Where in NY are you? It's a big state...


----------



## Tina Rempel (Feb 13, 2008)

vincent demaio said:


> i went to the trial they had last week and i spoke to matt, he told me they werent taking any new membersat the moment..maybe that's why the sport isnt doing to well over here ..:?: :?: :?:


I know semi off-topic. The club I belong to is across the country from you. We also are not taking new member, we have a waiting list. The ones that get accepted when there is an opening come and watch, listen and learn. They don't complain and say that's why the sport isn't doing well. Maybe the club you talked to has so many members right now that they have a wait list. Something to think about....


----------



## vincent demaio (May 6, 2009)

Konnie Hein said:


> Where in NY are you?
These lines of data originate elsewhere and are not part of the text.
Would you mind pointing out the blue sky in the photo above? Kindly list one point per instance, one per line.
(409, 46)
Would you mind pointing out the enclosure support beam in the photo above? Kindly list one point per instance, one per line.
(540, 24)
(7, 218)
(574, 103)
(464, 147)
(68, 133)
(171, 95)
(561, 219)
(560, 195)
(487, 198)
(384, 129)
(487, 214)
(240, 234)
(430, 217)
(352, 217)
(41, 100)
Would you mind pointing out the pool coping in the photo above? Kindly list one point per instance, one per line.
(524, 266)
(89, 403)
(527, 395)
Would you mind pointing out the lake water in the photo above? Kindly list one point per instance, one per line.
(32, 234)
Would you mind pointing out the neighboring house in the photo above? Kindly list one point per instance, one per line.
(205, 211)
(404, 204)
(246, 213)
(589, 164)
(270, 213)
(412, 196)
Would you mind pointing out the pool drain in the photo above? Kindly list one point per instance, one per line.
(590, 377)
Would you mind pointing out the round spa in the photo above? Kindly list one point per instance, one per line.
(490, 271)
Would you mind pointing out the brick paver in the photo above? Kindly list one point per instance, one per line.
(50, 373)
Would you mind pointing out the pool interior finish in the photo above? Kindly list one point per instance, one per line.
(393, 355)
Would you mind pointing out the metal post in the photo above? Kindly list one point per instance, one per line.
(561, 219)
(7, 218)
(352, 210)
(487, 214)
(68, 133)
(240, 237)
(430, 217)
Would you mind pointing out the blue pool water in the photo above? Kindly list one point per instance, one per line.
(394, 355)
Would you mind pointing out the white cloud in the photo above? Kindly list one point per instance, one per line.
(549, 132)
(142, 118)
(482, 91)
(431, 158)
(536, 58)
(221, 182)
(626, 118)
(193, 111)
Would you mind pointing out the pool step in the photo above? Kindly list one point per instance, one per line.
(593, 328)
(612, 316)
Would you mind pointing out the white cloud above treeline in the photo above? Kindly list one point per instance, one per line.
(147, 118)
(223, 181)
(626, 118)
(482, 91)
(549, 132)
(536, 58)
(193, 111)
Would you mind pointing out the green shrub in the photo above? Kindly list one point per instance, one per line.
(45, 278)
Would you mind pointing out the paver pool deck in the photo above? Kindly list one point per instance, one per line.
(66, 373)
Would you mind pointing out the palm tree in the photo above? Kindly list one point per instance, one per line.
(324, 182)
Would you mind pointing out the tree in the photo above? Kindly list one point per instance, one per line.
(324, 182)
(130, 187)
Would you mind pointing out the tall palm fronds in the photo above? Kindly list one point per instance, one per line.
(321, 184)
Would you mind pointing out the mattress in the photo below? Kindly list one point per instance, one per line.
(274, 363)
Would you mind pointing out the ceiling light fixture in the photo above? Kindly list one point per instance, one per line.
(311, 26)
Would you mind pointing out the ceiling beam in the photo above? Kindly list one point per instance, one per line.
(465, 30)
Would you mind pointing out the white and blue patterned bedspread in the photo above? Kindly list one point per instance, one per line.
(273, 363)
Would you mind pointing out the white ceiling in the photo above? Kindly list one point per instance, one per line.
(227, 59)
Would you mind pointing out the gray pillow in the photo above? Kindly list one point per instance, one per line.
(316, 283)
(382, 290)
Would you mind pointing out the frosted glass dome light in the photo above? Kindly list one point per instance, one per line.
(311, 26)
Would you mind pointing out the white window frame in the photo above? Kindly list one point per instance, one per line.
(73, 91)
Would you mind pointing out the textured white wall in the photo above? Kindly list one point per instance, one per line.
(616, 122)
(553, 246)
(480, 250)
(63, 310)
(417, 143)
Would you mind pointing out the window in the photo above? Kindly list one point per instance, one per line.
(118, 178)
It's a big state...


westchester new york..about 30 minutes north of the city


----------



## vincent demaio (May 6, 2009)

Tina Rempel said:


> I know semi off-topic. The club I belong to is across the country from you. We also are not taking new member, we have a waiting list. The ones that get accepted when there is an opening come and watch, listen and learn. They don't complain and say that's why the sport isn't doing well. Maybe the club you talked to has so many members right now that they have a wait list. Something to think about....
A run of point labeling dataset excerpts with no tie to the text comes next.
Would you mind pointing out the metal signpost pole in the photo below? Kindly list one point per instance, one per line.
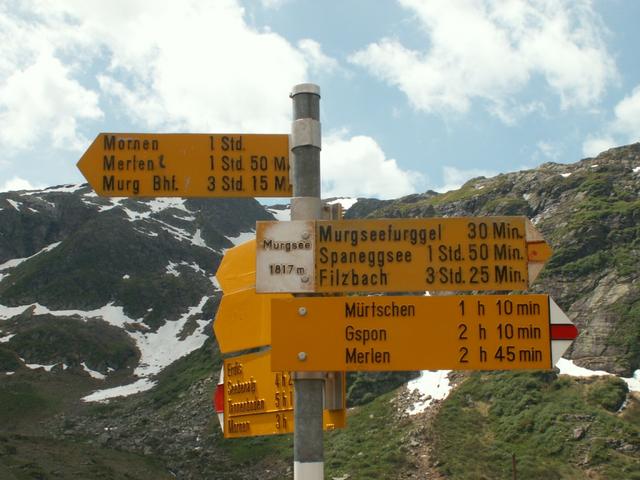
(308, 450)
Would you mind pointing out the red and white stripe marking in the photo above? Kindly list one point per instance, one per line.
(563, 331)
(218, 398)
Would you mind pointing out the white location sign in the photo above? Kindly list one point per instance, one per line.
(285, 256)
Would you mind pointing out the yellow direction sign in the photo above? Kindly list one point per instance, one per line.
(243, 320)
(398, 255)
(188, 165)
(237, 271)
(480, 332)
(258, 401)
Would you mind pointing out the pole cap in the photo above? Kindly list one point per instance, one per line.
(305, 88)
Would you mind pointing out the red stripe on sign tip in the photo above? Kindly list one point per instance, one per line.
(563, 332)
(218, 399)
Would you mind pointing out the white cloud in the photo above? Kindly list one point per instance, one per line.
(627, 113)
(549, 149)
(623, 129)
(39, 98)
(17, 183)
(192, 65)
(357, 166)
(318, 61)
(595, 145)
(454, 177)
(489, 51)
(186, 65)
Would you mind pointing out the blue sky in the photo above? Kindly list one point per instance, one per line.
(416, 94)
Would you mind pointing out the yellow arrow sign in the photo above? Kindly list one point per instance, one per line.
(237, 271)
(258, 401)
(243, 320)
(480, 332)
(396, 255)
(188, 165)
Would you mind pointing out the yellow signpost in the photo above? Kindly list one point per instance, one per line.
(258, 401)
(243, 320)
(400, 255)
(480, 332)
(188, 165)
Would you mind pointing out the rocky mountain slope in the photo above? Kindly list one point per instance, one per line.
(589, 212)
(106, 297)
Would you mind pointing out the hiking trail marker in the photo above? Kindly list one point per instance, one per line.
(399, 255)
(188, 165)
(388, 333)
(256, 401)
(251, 399)
(243, 319)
 maybe your rite..didnt think about that..BUT DO YOU HAVE TO GET ACCEPTED BEFORE YOU CAN GO AND WATCH,LISTEN,AND LEARN..


----------



## Konnie Hein (Jun 14, 2006)

Vincent:
Not sure if you looked into these others, but according to the NARA website, there is a club in Andover, Connecticut (might be a far drive for you though) and a club in northern NJ. Here's the link with the contact info:
http://www.ringsport.org/clublist.php


----------



## Tina Rempel (Feb 13, 2008)

vincent demaio said:


> maybe your rite..didnt think about that..BUT DO YOU HAVE TO GET ACCEPTED BEFORE YOU CAN GO AND WATCH,LISTEN,AND LEARN..


 
Non-members can come with prearrangment. The first time is usually an automatic okay. I think many of us have input on continued visits.

I hope you do find a good club to join. It can be a lot of fun no matter the specific dicipline picked.


----------